A pesquisadora disse à ANBA, por telefone, que ressaltou aspectos metodológicos e políticos do trabalho de contagem de populações de rua. Por se tratarem de pessoas que estão em constante movimento e espalhadas pelas cidades, é difícil levantar estatísticas sobre elas.
Para fazer a pesquisa, Júnia e sua equipe se basearam em experiências anteriores e criaram novos métodos para conseguir resultados mais confiáveis. Antes das entrevistas propriamente ditas, foram feitos levantamentos nas cidades envolvidas (71 ao todo), onde os pesquisadores atravessaram os municípios à noite para verificar onde os moradores de rua se concentram e ter uma idéia do número de pessoas nessa situação. Esse trabalho, de acordo com ela, foi essencial para definir a quantidade necessária de entrevistadores.

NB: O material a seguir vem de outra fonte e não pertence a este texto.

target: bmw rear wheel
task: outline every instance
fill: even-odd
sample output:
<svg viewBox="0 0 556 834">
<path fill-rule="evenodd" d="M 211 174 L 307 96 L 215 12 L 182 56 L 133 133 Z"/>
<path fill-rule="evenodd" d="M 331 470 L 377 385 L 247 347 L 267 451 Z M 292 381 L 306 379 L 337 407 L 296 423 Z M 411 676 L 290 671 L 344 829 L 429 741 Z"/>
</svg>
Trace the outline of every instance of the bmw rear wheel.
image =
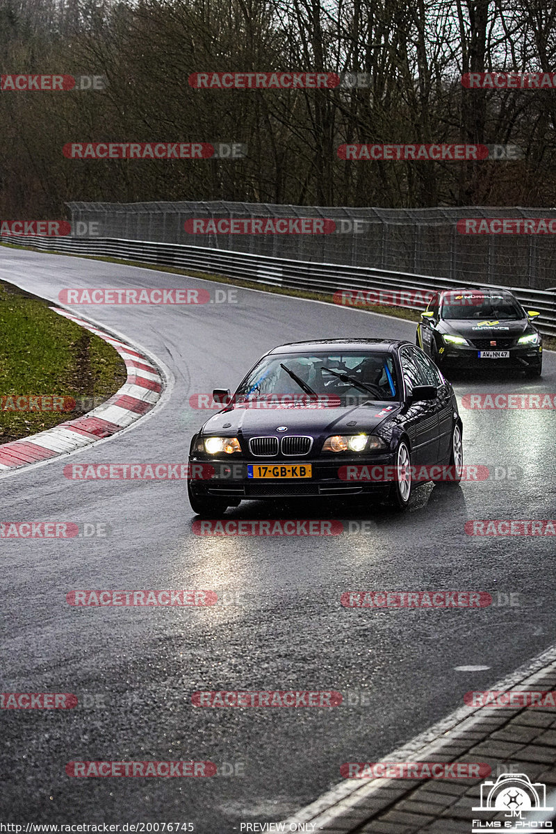
<svg viewBox="0 0 556 834">
<path fill-rule="evenodd" d="M 411 498 L 411 453 L 405 440 L 400 440 L 396 450 L 395 480 L 390 488 L 388 503 L 394 510 L 406 510 Z"/>
<path fill-rule="evenodd" d="M 438 479 L 434 480 L 434 483 L 443 486 L 457 486 L 462 480 L 463 471 L 463 445 L 462 430 L 458 423 L 455 424 L 452 432 L 452 452 L 448 470 L 448 478 Z"/>
</svg>

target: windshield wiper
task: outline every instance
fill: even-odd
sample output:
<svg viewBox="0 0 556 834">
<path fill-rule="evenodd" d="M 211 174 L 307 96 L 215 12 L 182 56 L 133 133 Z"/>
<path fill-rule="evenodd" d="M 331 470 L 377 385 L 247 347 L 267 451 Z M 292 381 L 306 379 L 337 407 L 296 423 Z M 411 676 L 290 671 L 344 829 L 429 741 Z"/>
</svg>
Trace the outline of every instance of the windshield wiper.
<svg viewBox="0 0 556 834">
<path fill-rule="evenodd" d="M 283 368 L 286 374 L 289 374 L 292 379 L 293 379 L 294 382 L 297 382 L 298 385 L 302 389 L 302 391 L 304 391 L 305 394 L 313 394 L 315 396 L 317 395 L 316 391 L 313 391 L 312 388 L 309 388 L 309 386 L 307 384 L 306 382 L 303 382 L 303 379 L 300 379 L 298 374 L 294 374 L 293 370 L 289 369 L 289 368 L 286 368 L 285 364 L 283 364 L 282 362 L 280 363 L 280 368 Z"/>
<path fill-rule="evenodd" d="M 382 391 L 378 385 L 368 385 L 364 382 L 360 382 L 359 379 L 356 379 L 353 376 L 348 376 L 348 374 L 338 374 L 337 370 L 333 370 L 332 368 L 323 368 L 323 370 L 328 370 L 328 374 L 333 374 L 337 376 L 338 379 L 342 379 L 343 382 L 350 382 L 352 385 L 355 388 L 358 388 L 360 391 L 368 391 L 369 394 L 378 394 L 382 399 Z"/>
</svg>

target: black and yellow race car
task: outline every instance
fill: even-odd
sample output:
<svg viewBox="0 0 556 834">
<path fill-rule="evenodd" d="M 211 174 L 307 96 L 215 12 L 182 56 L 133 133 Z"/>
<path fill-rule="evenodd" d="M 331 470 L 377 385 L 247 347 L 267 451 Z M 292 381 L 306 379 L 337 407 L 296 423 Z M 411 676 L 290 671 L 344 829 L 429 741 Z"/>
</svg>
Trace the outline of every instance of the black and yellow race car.
<svg viewBox="0 0 556 834">
<path fill-rule="evenodd" d="M 501 367 L 540 376 L 538 314 L 526 311 L 509 290 L 446 290 L 421 314 L 416 340 L 442 370 Z"/>
</svg>

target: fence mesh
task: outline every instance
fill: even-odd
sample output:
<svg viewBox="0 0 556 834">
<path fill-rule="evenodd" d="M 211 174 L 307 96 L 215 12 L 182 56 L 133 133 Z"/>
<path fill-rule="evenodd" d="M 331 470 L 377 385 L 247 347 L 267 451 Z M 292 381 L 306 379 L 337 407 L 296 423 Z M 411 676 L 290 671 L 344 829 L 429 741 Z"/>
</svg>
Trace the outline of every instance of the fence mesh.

Houve também, segundo Júnia, um amplo treinamento dos profissionais envolvidos. “Não basta ter competência, tem que ser respeitoso também”, afirmou. Além disso, as entrevistas foram feitas à noite para eliminar da contagem pessoas que passam o dia na rua, mas na verdade não são moradores de rua.
A pesquisa demandou também velocidade, já que se tratam de populações móveis, para que a mesma pessoa não fosse entrevistada mais de uma vez. Depois do trabalho de campo, houve ainda uma triagem para eliminar entrevistas em duplicidade.
Na seara política, de acordo com Júnia, a pesquisa inovou ao utilizar, na equipe, pessoas que já foram moradoras de rua e entidades que atuam no atendimento a essas populações. Isso ajudou, por exemplo, no mapeamento dos locais onde os moradores de rua se abrigam, que muitas vezes ficam escondidos de olhos mais desatentos. Esses integrantes não atuaram como entrevistadores, mas como apoiadores, e representaram 20% das 1.479 pessoas que realizaram o estudo.
Segundo a pesquisadora, o trabalho foi considerado um sucesso também pela baixa taxa de pessoas abordadas que se recusaram a responder as perguntas, 13% no total. Nos 71 municípios pesquisados, foram identificados 31.922 moradores de rua. O levantamento envolveu todas as capitais do país, com exceção de São Paulo, Belo Horizonte, Recife e Porto Alegre, que já tinham feito estudos do gênero recentemente, e outros 48 municípios com mais de 300 mil habitantes.
A pesquisa, divulgada em abril do ano passado, serviu como subsídio ao Plano Nacional de Inclusão Social de Pessoas em Situação de Rua, que deve ser lançado em breve pelo governo. O plano, de acordo com Júnia, envolve sete ministérios, a Secretaria Especial de Direitos Humanos da Presidência da República e a Defensoria Pública da União, além de organizações da sociedade civil dedicadas à defesa dos direitos dos moradores de rua.
Ela acrescentou que o sistema utilizado na pesquisa pode ser replicado, e aperfeiçoado, por outros países e que houve interesse de participantes do painel. Além do trabalho de Júnia, foram feitas apresentações de duas pesquisadoras francesas e uma pesquisadora argentina radicada no México, uma sobre profissionais do sexo e HIV, outra sobre casos raros de doenças e a última sobre como países de língua francesa, especialmente França e Suíça, lidam com casos de mutilação feminina.
Hoje Júnia vai participar de mais um painel da conferência, desta vez não como palestrante, mas como debatedora. Um dos trabalhos que serão mostrados é sobre insegurança alimentar e nutricional no Brasil, a ser apresentado por Paulo Mitchell, do Instituto Brasileiro de Geografia e Estatística (IBGE).